A group of Bermudans were the first to settle the islands in 1678, when they began extracting salt and logging trees. Salt traders dried salt in salinas (salt-drying pans), mainly for use in the cod-fishing industries of North America. A group of British loyalists fled the United States following the American Revolution, and around this time cotton and sisal plantations added some fuel to the islands’ economy. The thin soil and a hurricane in 1813 put an end to the plantations. Salt production became the main economy of the islands.
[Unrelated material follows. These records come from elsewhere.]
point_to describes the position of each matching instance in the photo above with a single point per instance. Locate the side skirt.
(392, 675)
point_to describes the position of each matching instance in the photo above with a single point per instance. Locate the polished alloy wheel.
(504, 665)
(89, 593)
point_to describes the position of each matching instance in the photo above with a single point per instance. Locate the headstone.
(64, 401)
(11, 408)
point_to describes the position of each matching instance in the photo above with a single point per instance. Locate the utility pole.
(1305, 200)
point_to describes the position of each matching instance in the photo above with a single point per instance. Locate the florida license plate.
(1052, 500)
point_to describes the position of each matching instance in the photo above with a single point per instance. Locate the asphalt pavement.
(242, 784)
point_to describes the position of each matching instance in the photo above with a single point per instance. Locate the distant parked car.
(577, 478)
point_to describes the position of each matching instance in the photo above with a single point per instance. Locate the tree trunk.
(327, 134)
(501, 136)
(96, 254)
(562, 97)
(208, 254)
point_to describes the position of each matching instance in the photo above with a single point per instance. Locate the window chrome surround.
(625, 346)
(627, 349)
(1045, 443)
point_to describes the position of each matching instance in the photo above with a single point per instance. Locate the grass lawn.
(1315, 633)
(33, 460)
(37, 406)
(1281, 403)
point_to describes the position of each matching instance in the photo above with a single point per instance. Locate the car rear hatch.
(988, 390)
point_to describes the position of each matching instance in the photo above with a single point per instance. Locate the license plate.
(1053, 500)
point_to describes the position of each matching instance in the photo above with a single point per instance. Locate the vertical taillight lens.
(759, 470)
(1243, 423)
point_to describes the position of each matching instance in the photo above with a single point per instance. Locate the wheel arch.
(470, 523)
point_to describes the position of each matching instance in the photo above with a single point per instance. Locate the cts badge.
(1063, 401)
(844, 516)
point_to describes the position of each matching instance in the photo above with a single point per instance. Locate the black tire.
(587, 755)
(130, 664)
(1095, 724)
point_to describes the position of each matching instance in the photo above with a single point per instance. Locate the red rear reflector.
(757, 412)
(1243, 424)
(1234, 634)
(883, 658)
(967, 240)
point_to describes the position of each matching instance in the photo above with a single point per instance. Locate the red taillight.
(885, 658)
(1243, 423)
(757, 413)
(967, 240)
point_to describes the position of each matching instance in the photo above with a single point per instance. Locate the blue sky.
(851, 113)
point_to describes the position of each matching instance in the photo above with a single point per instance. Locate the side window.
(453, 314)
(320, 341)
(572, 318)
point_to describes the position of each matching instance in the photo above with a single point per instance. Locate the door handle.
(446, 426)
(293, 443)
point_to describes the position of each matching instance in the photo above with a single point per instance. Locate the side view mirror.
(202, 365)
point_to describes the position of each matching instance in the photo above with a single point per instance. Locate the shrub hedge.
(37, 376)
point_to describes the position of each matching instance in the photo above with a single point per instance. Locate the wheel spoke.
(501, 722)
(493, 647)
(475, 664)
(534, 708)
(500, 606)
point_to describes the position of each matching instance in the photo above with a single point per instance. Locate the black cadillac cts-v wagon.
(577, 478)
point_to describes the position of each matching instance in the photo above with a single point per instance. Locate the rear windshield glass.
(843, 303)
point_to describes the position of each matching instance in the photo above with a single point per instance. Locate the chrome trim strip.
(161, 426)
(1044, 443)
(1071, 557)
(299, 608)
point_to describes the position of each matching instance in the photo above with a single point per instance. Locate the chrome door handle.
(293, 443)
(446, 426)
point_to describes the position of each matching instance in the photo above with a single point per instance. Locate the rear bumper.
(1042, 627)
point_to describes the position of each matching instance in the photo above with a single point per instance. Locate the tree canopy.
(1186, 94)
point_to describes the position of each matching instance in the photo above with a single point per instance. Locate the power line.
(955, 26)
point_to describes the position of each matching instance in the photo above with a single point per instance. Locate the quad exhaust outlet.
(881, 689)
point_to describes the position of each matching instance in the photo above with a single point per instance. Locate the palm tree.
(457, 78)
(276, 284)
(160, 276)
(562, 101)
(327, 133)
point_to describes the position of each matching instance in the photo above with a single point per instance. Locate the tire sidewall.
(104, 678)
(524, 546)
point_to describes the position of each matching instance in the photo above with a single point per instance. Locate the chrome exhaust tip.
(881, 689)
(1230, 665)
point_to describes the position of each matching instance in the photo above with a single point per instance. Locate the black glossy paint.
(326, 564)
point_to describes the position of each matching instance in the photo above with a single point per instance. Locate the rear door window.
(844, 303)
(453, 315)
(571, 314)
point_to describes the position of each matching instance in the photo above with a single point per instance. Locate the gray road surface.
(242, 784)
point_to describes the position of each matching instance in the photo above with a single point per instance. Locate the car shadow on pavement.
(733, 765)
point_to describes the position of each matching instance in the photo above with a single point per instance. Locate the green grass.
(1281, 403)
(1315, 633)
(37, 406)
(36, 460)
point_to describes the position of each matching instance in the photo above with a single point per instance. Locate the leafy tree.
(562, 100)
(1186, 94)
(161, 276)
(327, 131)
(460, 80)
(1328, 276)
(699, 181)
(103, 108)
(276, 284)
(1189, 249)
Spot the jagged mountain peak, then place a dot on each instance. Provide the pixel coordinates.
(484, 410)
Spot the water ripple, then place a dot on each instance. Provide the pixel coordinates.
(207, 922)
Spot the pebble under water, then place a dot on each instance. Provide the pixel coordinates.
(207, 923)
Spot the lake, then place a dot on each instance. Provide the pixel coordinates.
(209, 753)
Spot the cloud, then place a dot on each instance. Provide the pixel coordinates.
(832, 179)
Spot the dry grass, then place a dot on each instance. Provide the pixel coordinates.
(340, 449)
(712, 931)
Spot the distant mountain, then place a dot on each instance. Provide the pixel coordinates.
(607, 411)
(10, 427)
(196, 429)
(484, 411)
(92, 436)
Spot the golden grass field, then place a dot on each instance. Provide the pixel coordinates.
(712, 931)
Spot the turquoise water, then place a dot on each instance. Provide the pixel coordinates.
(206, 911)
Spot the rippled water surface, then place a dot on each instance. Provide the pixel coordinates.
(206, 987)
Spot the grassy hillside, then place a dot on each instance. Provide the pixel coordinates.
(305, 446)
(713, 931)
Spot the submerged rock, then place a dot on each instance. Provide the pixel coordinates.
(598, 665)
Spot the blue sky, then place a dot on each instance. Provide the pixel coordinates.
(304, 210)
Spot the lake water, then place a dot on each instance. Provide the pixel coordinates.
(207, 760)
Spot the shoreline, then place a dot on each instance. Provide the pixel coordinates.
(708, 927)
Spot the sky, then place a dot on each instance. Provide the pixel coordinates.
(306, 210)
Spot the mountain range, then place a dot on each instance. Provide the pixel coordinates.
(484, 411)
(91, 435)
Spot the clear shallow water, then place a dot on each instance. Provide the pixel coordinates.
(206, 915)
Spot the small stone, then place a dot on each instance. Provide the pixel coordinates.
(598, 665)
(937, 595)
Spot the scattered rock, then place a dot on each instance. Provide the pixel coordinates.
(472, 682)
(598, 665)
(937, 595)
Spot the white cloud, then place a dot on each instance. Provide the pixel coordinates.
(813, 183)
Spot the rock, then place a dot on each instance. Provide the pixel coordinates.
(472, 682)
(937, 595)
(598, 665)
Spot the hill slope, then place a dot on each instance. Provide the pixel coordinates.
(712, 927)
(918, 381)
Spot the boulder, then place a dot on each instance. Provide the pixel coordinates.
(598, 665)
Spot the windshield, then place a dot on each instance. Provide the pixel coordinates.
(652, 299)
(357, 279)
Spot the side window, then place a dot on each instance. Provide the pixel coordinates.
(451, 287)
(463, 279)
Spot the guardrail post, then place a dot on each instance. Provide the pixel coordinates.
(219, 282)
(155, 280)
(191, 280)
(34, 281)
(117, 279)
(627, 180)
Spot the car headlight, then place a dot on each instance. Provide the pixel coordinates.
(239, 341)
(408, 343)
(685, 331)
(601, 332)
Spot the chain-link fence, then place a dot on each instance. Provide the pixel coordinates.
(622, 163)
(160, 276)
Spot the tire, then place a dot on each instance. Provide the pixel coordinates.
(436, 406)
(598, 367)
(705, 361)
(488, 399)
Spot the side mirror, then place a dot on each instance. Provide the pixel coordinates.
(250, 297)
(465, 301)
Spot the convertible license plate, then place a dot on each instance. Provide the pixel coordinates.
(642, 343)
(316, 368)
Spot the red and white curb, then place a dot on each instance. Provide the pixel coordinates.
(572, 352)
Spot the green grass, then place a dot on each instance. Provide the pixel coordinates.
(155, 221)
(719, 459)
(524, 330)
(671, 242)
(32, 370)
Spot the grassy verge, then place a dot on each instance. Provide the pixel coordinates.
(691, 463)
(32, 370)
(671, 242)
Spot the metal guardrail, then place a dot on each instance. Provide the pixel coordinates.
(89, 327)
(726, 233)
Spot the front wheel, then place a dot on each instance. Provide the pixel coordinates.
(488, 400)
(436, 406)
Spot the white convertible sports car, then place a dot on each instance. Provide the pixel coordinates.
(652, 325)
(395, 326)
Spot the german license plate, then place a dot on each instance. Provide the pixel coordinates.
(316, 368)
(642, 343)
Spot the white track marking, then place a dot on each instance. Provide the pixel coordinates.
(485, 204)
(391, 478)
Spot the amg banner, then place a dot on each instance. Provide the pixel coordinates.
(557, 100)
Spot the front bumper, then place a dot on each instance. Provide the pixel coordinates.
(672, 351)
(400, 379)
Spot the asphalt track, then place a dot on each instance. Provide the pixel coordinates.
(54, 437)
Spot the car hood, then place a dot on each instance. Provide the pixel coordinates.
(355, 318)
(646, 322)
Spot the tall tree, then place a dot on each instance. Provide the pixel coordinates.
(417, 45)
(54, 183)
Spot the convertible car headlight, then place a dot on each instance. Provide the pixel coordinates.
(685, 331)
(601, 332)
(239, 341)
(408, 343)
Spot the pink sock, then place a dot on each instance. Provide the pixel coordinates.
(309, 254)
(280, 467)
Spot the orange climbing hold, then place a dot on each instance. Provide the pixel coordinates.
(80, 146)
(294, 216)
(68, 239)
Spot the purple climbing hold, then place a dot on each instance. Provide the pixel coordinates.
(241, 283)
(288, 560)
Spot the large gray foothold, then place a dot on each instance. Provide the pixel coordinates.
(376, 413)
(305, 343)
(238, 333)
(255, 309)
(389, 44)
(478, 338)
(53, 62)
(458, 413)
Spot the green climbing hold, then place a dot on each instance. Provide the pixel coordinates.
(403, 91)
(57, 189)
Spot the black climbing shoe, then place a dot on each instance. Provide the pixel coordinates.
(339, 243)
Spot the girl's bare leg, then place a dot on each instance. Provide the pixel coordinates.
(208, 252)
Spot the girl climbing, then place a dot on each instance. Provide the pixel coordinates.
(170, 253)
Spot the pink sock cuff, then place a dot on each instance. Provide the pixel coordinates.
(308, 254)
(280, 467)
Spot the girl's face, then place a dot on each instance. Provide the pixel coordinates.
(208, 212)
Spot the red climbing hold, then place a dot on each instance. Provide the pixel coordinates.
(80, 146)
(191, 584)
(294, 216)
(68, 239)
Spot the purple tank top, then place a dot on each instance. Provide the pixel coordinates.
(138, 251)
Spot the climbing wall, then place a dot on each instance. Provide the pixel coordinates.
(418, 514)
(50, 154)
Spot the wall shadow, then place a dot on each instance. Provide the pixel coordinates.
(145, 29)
Ownership of the islands bounced between French, Spanish, and British until the late 1700s, when Turks and Caicos became part of the Bahamas colony. In 1848, following a petition by the people of Turks and Caicos, the island became self-governing under the guidance of the Governor of Jamaica. The islands were annexed to Jamaica in 1872, and maintained ties to Jamaica until 1962, when the Turks and Caicos became a separate colony of Great Britain. Since the islands held their first election in 1976, two parties have won all but one election – the People’s Democratic Movement (PDM) and Progressive National Party (PNP), with the PDM desiring full independence for the islands and the PNP remaining anti-independence.
The tourism industry has been growing since the 1960s, when a group of millionaires leased land from the British government and built a small airstrip for their private planes and a deep-water anchorage for their yachts. Today, Club Med, Beaches and Sandals as well as a number of private villas provide luxury accommodations to the island’s guests.